Des statistiques récentes ont malheureusement démontré qu’un homme sur deux et qu’une femme sur trois peuvent développer un cancer au cours de leur vie. Cette vérité est encore plus difficile à accepter lorsqu’on se rend compte que la manière dont on « traite » cette maladie est non seulement inefficace mais qu’elle rend aussi les symptômes plus graves. En effet, selon le Dr. Hardin B. Jones de l’Université de Berkeley, ancien professeur de physique médicale et de physiologie à l’Université de Californie, Berkeley, la chimiothérapie ne marche pas. En réalité, il précise même que c’est une arnaque.

Un quart de siècle d’études

Durant ses 25 ans d’études, il est arrivé à la conclusion que la chimiothérapie a plus d’effets négatifs que positifs sur les patients atteints du cancer. Et cette prise de conscience a poussé Dr. Jones à dénoncer l’industrie milliardaire du cancer.

Qu’est-ce que la chimiothérapie ?

La chimiothérapie est le processus qui élimine les tumeurs. Néanmoins, durant le traitement notre système sanguin devient vulnérable et ces tumeurs sont susceptibles de se propager vers d’autres cellules, après cela leur croissance est incontrôlable. Ceci explique le fait que le cancer est réapparu de manière beaucoup plus grave chez certains patients ayant à la base suivie une chimiothérapie et déclarés complètement guéris. Ensuite, le cancer devient beaucoup plus difficile à traiter et atteint un stade souvent fatal lorsque d’autres organes sont contaminés. 
Selon le Dr. Hardin B. Jones, « Les patients qui ont refusé le traitement de la chimiothérapie vivent en moyenne 12 ans et demi plus longtemps que les patients sous traitement. »
Il ajoute : « Les personnes qui ont accepté la chimiothérapie meurent 3 ans après le diagnostic, un grand nombre meure parfois même  quelques semaines plus tard. »

Le cancer, un business ?

Selon Dr. Jones, dont l’étude a été publiée par l’Académie des sciences de New York, les médecins ne prescrivent la chimiothérapie que parce que c’est un traitement qui leur rapporte de l’argent. Cette allégation n’est surement pas fausse puisque le prix d’un traitement de cancer, aux Etats Unis par exemple, varie entre 300.000 $ et 1.000.000 $.
Il rajoute en disant que : « Les patientes souffrant du cancer du sein qui n’acceptent pas de se soumettre à la thérapie conventionnelle vivent 4 fois plus longtemps que celles qui la suivent. Vous n’allez jamais entendre ça dans les médias de masse qui continuent d’alimenter l’idée que la chimiothérapie est la meilleure solution pour lutter contre le cancer. »
Aux Etats unis, par exemple, le budget consacré au domaine de la santé dépasse celui des autres pays avec un taux de 8.713 $ par habitant, tandis que l’espérance de vie est de seulement 78,8 ans en moyenne. Cela pourrait être lié au fait que les médias et le système de santé allopathique (l’utilisation médicale courante des agents actifs pharmacologiques ou l’intervention physique pour traiter ou éliminer des symptômes ou des procédures physiopathologiques des maladies) ne sensibilisent pas le public quant à l’importance de la médecine préventive.
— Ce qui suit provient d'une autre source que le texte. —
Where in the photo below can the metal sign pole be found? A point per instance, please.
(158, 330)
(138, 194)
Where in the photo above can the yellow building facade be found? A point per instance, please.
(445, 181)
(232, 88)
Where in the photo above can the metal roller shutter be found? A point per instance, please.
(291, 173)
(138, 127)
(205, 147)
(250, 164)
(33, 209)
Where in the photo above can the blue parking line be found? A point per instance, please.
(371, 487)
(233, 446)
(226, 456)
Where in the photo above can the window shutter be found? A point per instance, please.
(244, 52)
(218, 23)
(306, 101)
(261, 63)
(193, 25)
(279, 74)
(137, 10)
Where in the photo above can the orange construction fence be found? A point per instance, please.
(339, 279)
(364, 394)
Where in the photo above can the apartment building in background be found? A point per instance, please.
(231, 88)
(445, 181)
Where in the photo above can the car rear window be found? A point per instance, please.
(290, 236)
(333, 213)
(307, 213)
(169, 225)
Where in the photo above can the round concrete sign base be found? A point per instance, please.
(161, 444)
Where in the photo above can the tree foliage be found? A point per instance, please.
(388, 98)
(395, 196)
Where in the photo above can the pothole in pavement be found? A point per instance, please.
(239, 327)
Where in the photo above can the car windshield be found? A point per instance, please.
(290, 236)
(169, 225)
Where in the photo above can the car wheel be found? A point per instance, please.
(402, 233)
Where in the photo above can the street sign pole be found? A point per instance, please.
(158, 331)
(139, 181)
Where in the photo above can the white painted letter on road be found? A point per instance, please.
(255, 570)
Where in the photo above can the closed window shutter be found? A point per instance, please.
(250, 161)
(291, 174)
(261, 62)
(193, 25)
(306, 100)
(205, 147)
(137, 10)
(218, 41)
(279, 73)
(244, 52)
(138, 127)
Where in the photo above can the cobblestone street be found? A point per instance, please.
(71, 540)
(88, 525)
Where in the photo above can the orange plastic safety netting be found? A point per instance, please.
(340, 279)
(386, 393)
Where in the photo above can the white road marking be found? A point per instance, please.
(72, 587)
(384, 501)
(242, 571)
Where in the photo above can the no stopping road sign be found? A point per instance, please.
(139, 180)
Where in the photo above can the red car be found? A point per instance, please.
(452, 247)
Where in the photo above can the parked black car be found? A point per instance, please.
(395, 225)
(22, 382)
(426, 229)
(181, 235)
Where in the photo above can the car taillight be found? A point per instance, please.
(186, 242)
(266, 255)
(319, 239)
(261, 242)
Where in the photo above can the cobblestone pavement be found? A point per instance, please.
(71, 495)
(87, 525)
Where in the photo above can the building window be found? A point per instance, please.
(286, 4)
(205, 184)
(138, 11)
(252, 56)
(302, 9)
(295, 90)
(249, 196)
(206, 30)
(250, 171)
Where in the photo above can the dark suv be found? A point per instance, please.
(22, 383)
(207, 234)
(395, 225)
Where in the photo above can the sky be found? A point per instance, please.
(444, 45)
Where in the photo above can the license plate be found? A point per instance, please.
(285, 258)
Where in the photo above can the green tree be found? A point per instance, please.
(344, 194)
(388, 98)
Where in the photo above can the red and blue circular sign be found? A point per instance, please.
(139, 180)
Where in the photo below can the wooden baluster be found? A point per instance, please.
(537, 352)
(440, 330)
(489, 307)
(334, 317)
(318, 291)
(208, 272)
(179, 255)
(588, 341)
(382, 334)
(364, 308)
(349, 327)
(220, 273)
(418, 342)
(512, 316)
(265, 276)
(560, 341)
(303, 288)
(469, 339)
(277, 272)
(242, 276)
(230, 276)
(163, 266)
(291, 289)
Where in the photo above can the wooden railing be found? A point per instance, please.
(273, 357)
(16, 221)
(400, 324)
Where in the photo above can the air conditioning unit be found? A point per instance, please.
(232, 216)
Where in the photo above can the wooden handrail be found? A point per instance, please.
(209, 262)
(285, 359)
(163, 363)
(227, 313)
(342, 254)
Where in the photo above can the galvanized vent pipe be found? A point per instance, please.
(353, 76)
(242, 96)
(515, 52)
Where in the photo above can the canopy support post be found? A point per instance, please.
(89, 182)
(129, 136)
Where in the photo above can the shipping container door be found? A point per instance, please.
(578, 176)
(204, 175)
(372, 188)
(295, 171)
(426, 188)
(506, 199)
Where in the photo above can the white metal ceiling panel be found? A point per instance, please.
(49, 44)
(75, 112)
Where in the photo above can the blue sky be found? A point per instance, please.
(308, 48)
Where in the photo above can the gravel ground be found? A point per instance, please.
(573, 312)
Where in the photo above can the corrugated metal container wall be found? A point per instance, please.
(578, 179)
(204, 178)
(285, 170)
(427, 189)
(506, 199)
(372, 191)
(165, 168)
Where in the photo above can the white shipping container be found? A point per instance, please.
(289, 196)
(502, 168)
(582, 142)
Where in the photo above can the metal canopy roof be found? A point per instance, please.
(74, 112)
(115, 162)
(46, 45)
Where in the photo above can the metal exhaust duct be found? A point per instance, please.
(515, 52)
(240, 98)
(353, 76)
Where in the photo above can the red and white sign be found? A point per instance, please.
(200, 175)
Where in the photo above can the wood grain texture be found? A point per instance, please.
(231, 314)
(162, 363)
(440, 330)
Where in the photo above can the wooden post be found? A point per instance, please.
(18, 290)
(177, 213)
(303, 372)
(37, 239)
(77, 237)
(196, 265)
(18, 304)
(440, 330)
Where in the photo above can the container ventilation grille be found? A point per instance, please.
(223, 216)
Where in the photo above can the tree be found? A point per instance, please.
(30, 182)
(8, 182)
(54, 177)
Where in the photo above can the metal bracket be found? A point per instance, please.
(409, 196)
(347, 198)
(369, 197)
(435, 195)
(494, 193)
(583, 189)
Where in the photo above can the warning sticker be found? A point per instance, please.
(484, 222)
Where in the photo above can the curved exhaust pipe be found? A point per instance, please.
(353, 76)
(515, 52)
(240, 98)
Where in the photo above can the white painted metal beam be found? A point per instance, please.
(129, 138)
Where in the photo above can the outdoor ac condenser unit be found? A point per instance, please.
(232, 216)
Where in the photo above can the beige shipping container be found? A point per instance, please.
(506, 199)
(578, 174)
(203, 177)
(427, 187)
Des méthodes naturelles pour diminuer la gravité d’une tumeur

Manger sain, faire du sport, réduire le stress et apprécier notre vie et toutes les habitudes qui nous font plaisir, sont des choses qui améliorent la santé ainsi que la longévité et le bonheur. Tout cela fait partie du remède.
Dr. Jones  conseille de ne pas oublier tous les médicaments naturels et efficaces comme l’huile de cannabis. En effet, les composés actifs de cette plante aident les malades souffrant de cancer et leur procure un soin palliatif en calmant la douleur, en stimulant leur appétit et en faisant de la prévention contre les vomissements et les nausées.
Pour Dr Jones, le mode de vie qui est basé sur une alimentation déséquilibrée notamment à cause des fastfoods et de la consommation excessive des médicaments est à l’origine de la croissance de plusieurs maladies graves. Il est donc  nécessaire d’écarter ces mauvaises habitudes alimentaires en nous éduquant ainsi qu’en sensibilisant notre entourage à l’importance de mener une vie saine.